La cartera de mi padre contenía además una foto de joven en la que estaba con su hermana y algunos amigos y una tarjeta del antiguo Hospital de Puerta de Hierro de Madrid con los nombres de los responsables de cardiología y un numero de cama, la 168. En la parte de atrás leí “Me operaron el día 26 de junio de 1975, lo hizo el Dr. Juffé, un argentino” y al lado un corazón dibujado a mano del que sobresalía una flor. Ellos, el Dr. Rufilanchas y el Dr. Téllez y el Dr. Juffé fueron sus dioses en la tierra. Le salvaron cuando de aquélla muchos se morían. Los médicos y la sanidad pública, universal, gratuita que despuntaba en aquellos momentos le devolvieron a mi padre 45 años de vida.

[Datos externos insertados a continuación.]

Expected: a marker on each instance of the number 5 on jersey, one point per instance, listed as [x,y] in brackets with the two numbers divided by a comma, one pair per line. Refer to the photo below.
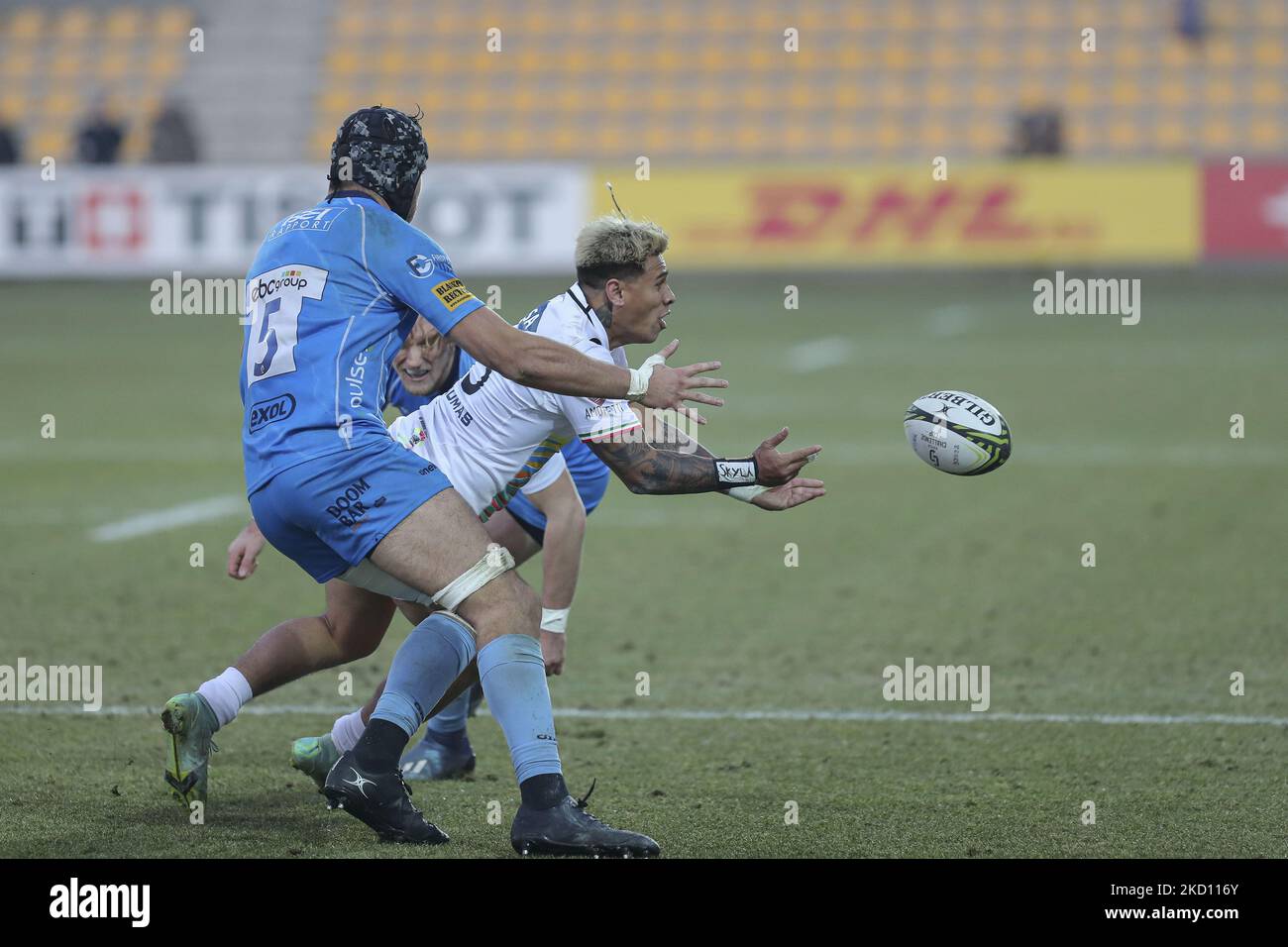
[273,303]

Sentí entonces que en la cartera de mi padre estaban buena parte de sus inquietudes e intereses, los expresados en voz alta, también los más íntimos, silenciados. Una sensación de paz me inundó, me reconfortó, me hizo sentir más cerca de sus cosas, esas que siempre estuvieron ahí, esperando como pájaros enjaulados a echar a volar libres de ataduras.